Elm has an unemployment rate of 0.08%. As of 2005, there were 117 people employed in the primary economic sector and about 50 businesses involved in this sector. 58 people are employed in the secondary sector and there are 8 businesses in this sector. 189 people are employed in the tertiary sector, with 32 businesses in this sector.

==Transport==
The Sernftalbus operates an hourly bus service linking Elm with other communities down the valley of the Sernf river as far as Schwanden railway station. The service replaces the Sernftal tramway that operated between 1905 and 1969, over a similar route. At Schwanden railway station, a connecting railway service runs to the capital of the canton of Glarus, the town of Glarus.

==Tourism==
The ski resort on the Schitzer opened in 1973, and the Pleus was opened for skiing in 1982.

Part of the geologic UNESCO World Heritage Site, Swiss Tectonic Arena Sardona is a mountain cliff called Tschingelhörner located between Elm and Flims.

==Climate==
Elm features a warm summer humid continental climate (Dfb) according to the Köppen climate classification. Between 1991 and 2020 Elm had an average of 152.4 days of rain per year and on average received 1588 mm of precipitation. The wettest month was August during which time Elm received an average of 194 mm of precipitation. During this month there was precipitation for an average of 15.3 days. The month with the most days of precipitation was June, with an average of 15.8, but with only 165 mm of precipitation. The driest month of the year was February with an average of 90 mm of precipitation over 10.3 days.

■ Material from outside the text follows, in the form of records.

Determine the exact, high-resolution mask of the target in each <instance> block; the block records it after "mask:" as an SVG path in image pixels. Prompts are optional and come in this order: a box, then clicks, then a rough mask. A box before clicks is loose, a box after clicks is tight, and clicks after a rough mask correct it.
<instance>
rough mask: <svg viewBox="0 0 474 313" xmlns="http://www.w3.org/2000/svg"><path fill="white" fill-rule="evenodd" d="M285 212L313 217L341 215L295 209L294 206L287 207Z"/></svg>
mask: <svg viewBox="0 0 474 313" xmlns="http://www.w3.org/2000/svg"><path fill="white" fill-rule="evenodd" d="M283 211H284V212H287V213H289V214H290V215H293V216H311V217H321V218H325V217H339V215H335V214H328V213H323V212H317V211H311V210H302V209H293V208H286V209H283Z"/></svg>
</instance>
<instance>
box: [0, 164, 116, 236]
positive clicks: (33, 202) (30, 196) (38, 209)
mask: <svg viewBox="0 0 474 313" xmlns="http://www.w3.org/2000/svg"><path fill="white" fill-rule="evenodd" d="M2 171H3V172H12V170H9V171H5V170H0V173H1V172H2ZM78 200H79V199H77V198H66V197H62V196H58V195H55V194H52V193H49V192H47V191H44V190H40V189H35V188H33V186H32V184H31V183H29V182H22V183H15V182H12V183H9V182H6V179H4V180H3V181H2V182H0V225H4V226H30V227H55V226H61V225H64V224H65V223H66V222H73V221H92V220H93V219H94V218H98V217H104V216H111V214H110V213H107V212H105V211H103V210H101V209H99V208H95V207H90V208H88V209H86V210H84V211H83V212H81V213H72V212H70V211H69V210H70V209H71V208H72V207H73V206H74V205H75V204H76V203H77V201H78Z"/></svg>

Climate data for Elm village, elevation 958 m (3,143 ft), (1991–2020)
| Month | Jan | Feb | Mar | Apr | May | Jun | Jul | Aug | Sep | Oct | Nov | Dec | Year |
| Mean daily maximum °C (°F) | 1.9 (35.4) | 3.0 (37.4) | 7.5 (45.5) | 12.0 (53.6) | 16.4 (61.5) | 19.5 (67.1) | 21.0 (69.8) | 20.4 (68.7) | 16.5 (61.7) | 12.8 (55.0) | 6.6 (43.9) | 2.5 (36.5) | 11.7 (53.1) |
| Daily mean °C (°F) | −1.8 (28.8) | −1.1 (30.0) | 2.5 (36.5) | 6.7 (44.1) | 10.8 (51.4) | 14.0 (57.2) | 15.6 (60.1) | 15.3 (59.5) | 11.6 (52.9) | 7.9 (46.2) | 2.7 (36.9) | −0.9 (30.4) | 6.9 (44.4) |
| Mean daily minimum °C (°F) | −5.6 (21.9) | −5.4 (22.3) | −1.8 (28.8) | 1.7 (35.1) | 5.8 (42.4) | 9.2 (48.6) | 10.9 (51.6) | 10.9 (51.6) | 7.3 (45.1) | 3.8 (38.8) | −0.9 (30.4) | −4.5 (23.9) | 2.6 (36.7) |
| Average precipitation mm (inches) | 103.0 (4.06) | 90.5 (3.56) | 114.4 (4.50) | 104.9 (4.13) | 140.2 (5.52) | 162.9 (6.41) | 183.8 (7.24) | 194.3 (7.65) | 141.6 (5.57) | 115.9 (4.56) | 120.0 (4.72) | 116.7 (4.59) | 1,588.2 (62.53) |
| Average snowfall cm (inches) | 85.1 (33.5) | 85.8 (33.8) | 60.3 (23.7) | 33.6 (13.2) | 3.3 (1.3) | 0.1 (0.0) | 0.0 (0.0) | 0.0 (0.0) | 0.2 (0.1) | 12.2 (4.8) | 52.3 (20.6) | 82.5 (32.5) | 415.4 (163.5) |
| Average precipitation days (≥ 1.0 mm) | 11.2 | 10.3 | 12.4 | 11.7 | 14.8 | 15.3 | 15.4 | 15.3 | 12.2 | 10.6 | 11.4 | 11.8 | 152.4 |
| Average snowy days (≥ 1.0 cm) | 9.1 | 8.9 | 7.0 | 3.9 | 0.7 | 0.0 | 0.0 | 0.0 | 0.1 | 1.2 | 5.8 | 9.3 | 46.0 |
| Average relative humidity (%) | 75 | 73 | 72 | 69 | 73 | 77 | 79 | 80 | 81 | 78 | 78 | 78 | 76 |
Source 1: NOAA
Source 2: MeteoSwiss

==Culture==
In 1981, the Wakker Prize was awarded to Elm for the development and preservation of its architectural heritage.

== Notable people ==
- Swiss ski mountaineer Rico Elmer was born in Elm.
- Swiss ski racer Vreni Schneider, an olympic gold and world champion in slalom and giant slalom, was born in Elm in 1964.